Redis Sharding

The thundering herd — when everyone opens WhatsApp at the same time

New Year's midnight. 500M users open WhatsApp simultaneously. Every one of them hits the inbox API, which reads their sorted set from Redis. This is the thundering herd problem — a sudden, coordinated spike that overwhelms a single node.

The inbox Redis under spike¶

In normal operation, the inbox sorted set fits comfortably on Redis. The math:

500M users × (16 bytes conv_id + 8 bytes timestamp) = ~12.5GB

Storage is not the problem. The problem is read and write throughput at midnight.

Read load:

500M users open the app at midnight. Each inbox load reads the top K conversations from Redis. That's 500M reads hitting Redis in a very short window — not spread across an hour, because it's midnight and humans are predictably synchronised.

Write load:

Those same 500M users each send roughly 5 "Happy New Year" messages within the first minute. Each sent message updates the sorted set for the recipient's inbox.

500M users × 5 messages = 2.5B writes
2.5B / 60 seconds       = ~40M writes/second peak

Even conservatively, this is orders of magnitude beyond what a single Redis primary can handle. A single Redis node handles roughly 100K ops/second.

The fix — shard by user_id¶

The solution is to split the inbox data across multiple Redis primaries. Each primary owns a slice of users, determined by a simple hash:

primary_index = user_id % N

Where N is the number of primary nodes.

How many primaries do you need?

Peak write load: ~1M writes/second (rounding up conservatively)
Single primary:  100K ops/second
Primaries needed: 1M / 100K = 10 primaries

With 10 primaries, each owns 1/10th of users. A write for user_id 4523897 always goes to 4523897 % 10 = 7 — primary 7. Consistent, deterministic, no coordination needed.

Read replicas for read scaling¶

Writes go to primaries. But reads can be served by replicas.

Each primary has N read replicas. The app server can read from any replica — spreading 500M inbox reads across the full replica fleet.

10 primaries × 3 replicas each = 30 nodes total
500M reads / 30 nodes          = ~16M reads/node

Over a 60-second window that's manageable per node.

Replication lag: Redis replication is asynchronous, so replicas can be a few milliseconds behind the primary. On New Year's midnight, serving an inbox that's 50ms stale is completely acceptable. The user sees their conversations — none of that data is changing fast enough for the lag to matter.

TTL extension for predictable events¶

The inbox sorted set TTL in normal operation is set to match typical usage patterns. But New Year's midnight is a known event — people who haven't opened WhatsApp in days will open it tonight.

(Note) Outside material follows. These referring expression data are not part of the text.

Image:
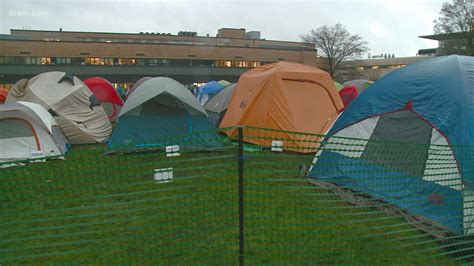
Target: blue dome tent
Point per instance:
(413, 128)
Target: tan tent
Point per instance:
(72, 104)
(284, 96)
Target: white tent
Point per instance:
(70, 101)
(28, 132)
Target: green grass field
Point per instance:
(98, 209)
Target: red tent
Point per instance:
(348, 94)
(3, 95)
(106, 94)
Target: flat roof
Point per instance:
(446, 36)
(143, 34)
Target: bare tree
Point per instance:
(336, 44)
(456, 18)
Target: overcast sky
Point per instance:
(389, 26)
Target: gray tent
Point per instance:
(28, 132)
(161, 110)
(217, 105)
(70, 101)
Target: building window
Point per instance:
(46, 60)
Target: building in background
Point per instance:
(123, 58)
(373, 69)
(452, 43)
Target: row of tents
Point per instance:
(160, 108)
(428, 103)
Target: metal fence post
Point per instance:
(241, 195)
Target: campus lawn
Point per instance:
(92, 208)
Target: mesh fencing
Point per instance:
(306, 199)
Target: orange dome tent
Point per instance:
(284, 96)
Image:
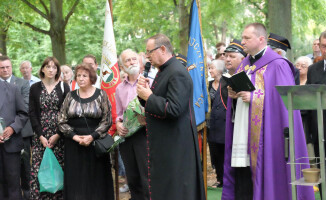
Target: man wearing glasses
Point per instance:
(174, 169)
(14, 113)
(27, 132)
(317, 75)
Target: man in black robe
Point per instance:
(174, 169)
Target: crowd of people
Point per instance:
(66, 110)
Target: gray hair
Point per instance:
(123, 52)
(305, 59)
(26, 61)
(283, 53)
(219, 65)
(162, 40)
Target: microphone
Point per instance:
(286, 143)
(147, 68)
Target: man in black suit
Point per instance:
(317, 75)
(14, 114)
(26, 132)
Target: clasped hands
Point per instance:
(51, 142)
(84, 140)
(6, 134)
(143, 89)
(245, 96)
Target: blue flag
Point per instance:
(196, 66)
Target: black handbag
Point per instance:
(101, 145)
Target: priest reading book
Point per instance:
(239, 82)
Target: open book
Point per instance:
(239, 82)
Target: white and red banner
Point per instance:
(110, 75)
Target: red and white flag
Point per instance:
(110, 75)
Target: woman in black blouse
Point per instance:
(45, 100)
(84, 117)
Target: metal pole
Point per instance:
(321, 143)
(292, 153)
(205, 159)
(116, 170)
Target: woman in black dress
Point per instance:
(216, 134)
(45, 101)
(84, 117)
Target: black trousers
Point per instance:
(243, 183)
(134, 155)
(217, 158)
(25, 170)
(9, 175)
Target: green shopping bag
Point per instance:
(50, 174)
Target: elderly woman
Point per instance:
(84, 117)
(302, 64)
(216, 134)
(67, 74)
(45, 99)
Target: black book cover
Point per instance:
(239, 82)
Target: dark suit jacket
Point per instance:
(316, 75)
(14, 113)
(23, 87)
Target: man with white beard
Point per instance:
(133, 149)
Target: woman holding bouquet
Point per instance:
(84, 117)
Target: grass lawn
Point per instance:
(216, 193)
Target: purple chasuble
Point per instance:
(268, 116)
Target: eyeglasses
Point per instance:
(51, 66)
(151, 51)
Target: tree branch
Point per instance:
(35, 9)
(31, 26)
(46, 9)
(255, 4)
(71, 12)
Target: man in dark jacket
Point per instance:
(174, 169)
(14, 114)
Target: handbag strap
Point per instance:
(82, 110)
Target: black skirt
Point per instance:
(86, 177)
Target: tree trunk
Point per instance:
(280, 20)
(3, 41)
(183, 27)
(57, 31)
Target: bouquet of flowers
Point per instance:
(132, 118)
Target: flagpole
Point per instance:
(116, 152)
(111, 9)
(205, 127)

Extend TTL to 26 hours on December 31st so that yesterday's inbox data is still warm when the spike hits. The cost is slightly more Redis memory for one day. The benefit is that the cold-start problem (all misses falling through to DynamoDB) doesn't compound on top of the thundering herd.

Interview framing

"For the inbox Redis, I'd shard by user_id across 10 primaries to handle the write spike, add read replicas per primary to spread reads, and extend TTL to 26 hours ahead of known high-traffic events so the cache is warm when the spike arrives."